If you are running product version 2.303.2.3 or higher, you can adjust the timeout from the product by going to Manage Jenkins -> Configure System -> High Availability Configuration -> Enable customize JGroups configuration. You will need to configure the ports you would like to use, as well as you can configure the timeout (default is 30 seconds).

Enable customize JGroups configuration

For product versions lower than 2.303.2.3, you can put a configurable jgroups.xml file that can live inside of ${JENKINS_HOME} By default this file is not present; if you want to customize the jgroups settings you will need to create the file. This article has reference copies of the file which you can use as a basis. Be sure to choose the file that matches your version of CloudBees CI.

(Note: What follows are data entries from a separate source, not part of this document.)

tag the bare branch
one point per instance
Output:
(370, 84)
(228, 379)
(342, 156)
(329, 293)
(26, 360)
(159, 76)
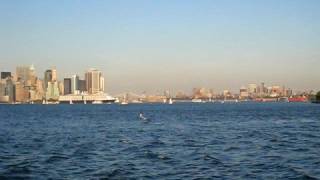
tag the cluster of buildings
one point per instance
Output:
(24, 86)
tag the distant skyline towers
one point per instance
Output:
(5, 75)
(75, 84)
(94, 81)
(26, 74)
(51, 84)
(67, 86)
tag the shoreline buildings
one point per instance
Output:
(25, 87)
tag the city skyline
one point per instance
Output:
(153, 46)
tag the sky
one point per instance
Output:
(152, 46)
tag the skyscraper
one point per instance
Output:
(82, 86)
(5, 75)
(75, 84)
(26, 75)
(47, 78)
(94, 81)
(67, 86)
(54, 76)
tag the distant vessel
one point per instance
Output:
(141, 116)
(297, 99)
(196, 100)
(124, 103)
(97, 102)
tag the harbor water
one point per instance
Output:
(178, 141)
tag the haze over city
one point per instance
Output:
(156, 45)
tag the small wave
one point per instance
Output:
(56, 158)
(152, 155)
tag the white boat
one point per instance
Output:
(96, 102)
(196, 100)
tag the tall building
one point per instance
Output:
(47, 78)
(21, 94)
(94, 81)
(5, 75)
(75, 84)
(26, 75)
(82, 86)
(67, 86)
(52, 92)
(54, 76)
(252, 89)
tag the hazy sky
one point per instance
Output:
(169, 44)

The following <FD> node within jgroups.xml is what determines the timeout period before failover. It essentially works like: timeout*max_tries (+ verify_suspect). Therefore, with the default settings:

<FD timeout="3000" max_tries="3"/><VERIFY_SUSPECT timeout="1500"/>

3000*3(+1500) = ~10seconds

To increase the timeout, you can increase the values:

<FD timeout="3000" max_tries="10"/><VERIFY_SUSPECT timeout="1500"/>

3000*9(+1500) = ~30seconds

This 30 second timeout became the default timeout in relase 2.303.2.5 with change Increased High Availability (HA) default timeout (BEE-106).